My friend is in an abusive marriage and won’t listen or leave. She married him after four months because he told her he would break up with her otherwise. He’s shown to be emotionally abusive and one night he destroyed their staircase out of anger. She’s almost left him twice but he keeps manipulating her into staying. She looks at him with rose colored glasses so his red flags just look like flags.
Uh, well, wow. After fielding questions about Final Fantasy and naval aircraft carriers, I figured I’d have to return to this territory sooner than later. Obviously her husband is best seen through the rear view mirror of her car going a hundred miles an hour toward anywhere else in the world, but abusive relationships are tricky. Like the hypothetical toad in boiling water, an abusive relationship grows insidiously. It’s like your partner has charming quirks that set them off, and that’s okay because everyone has a weird hang-up or two. Then they snap at you with fury reflecting out of their eyes before apologizing profusely the first time. That behavior shifts from an exception to an expectation.
Rose colored glasses is an appropriate way to put it. To reconcile her pleasant memories of the relationship’s beginning to the harsh reality of what it has become, she blames herself and finds deficiency where there is none. Self loathing ravages her being, and her partner’s continued abuse only serves to justify every hateful thing she’s become used to telling herself. If she’s already enduring a mental illness, she will be taken to the edge. This is why pulling a friend out of an abusive relationship is so perilous; you have to help them fight the demons within and without.
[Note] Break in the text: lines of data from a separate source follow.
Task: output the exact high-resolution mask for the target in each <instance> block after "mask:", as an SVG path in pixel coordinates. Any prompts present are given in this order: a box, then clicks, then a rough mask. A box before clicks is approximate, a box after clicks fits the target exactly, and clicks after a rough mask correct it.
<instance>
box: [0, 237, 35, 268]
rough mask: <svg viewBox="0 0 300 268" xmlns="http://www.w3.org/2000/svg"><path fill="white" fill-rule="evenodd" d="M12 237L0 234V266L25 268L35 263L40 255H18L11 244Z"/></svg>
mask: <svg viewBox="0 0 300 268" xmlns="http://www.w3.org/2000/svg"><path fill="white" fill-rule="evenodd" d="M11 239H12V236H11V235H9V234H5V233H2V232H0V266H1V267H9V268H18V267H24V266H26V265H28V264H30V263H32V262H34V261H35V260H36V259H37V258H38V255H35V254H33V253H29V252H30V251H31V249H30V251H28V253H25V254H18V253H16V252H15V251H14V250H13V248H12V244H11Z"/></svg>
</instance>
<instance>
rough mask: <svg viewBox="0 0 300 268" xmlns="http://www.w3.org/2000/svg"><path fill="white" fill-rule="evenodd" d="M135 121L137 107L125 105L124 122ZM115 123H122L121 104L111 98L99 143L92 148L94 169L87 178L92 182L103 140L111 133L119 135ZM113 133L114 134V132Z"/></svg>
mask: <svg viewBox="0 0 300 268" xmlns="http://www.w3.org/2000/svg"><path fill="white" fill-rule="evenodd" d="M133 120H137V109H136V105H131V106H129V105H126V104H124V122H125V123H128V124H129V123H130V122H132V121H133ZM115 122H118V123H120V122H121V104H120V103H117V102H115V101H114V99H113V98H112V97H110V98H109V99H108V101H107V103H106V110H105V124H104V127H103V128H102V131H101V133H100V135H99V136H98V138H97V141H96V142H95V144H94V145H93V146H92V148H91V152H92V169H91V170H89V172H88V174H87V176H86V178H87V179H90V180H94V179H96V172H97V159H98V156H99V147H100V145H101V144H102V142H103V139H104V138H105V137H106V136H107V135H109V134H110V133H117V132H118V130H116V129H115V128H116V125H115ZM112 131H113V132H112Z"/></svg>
It goes without saying that you have to treat her very delicately. Assure her there’s nothing wrong with her and that people who love her don’t act like that, because you’re very worried for her. Don’t blame her for anything because you want to be the safe place that she needs right now. This also means having to watch in agony as she returns, time and time again, for different reasons, to her abusive husband. You have to keep that frustration under wraps; you’ll only reinforce her negative thoughts if you’re anything less than supportive of her. Instead, you can offer to be helpful in very specific ways that aren’t going to set her off, like offer her transportation, childcare if she has children to take care of, or just allowing her to vent.
You can’t save her though. No one can ever do that for her. Only she can do that. However, it is extraordinarily easier to save yourself if you have a support system that will empower you. Best of luck.
So a guy and girl are out on a date. They’re both playing a competitive video game. Should the guy let her win?
Absolutely not. Victory and playing your best are all that matters. Do you think she’s going to appreciate you for feigning weakness? No. She will not. Don’t be satisfied with just playing your best; brag adopt a swagger-like stance, and become as flashy as possible. Your posture, your hand movements, even your BREATHING must exude style. That is because you are powerful. You are the final boss, and she should know it. If this means adopting tactics which are unorthodox or outside of the rule set imposed by the game, so be it. You are a force of creative nature and you will NOT LET HER WIN. If you lose, it’s okay to complain about it because you’re just “calling Johns” and an unusual circumstance led to your defeat.
Seriously, being competitive is way more fun, and it’s going to draw it out your date also. It’s way more engaging than just playing Nice Guy. She won’t really hold it against you! But if she does you’ll never live it down for the rest of your life.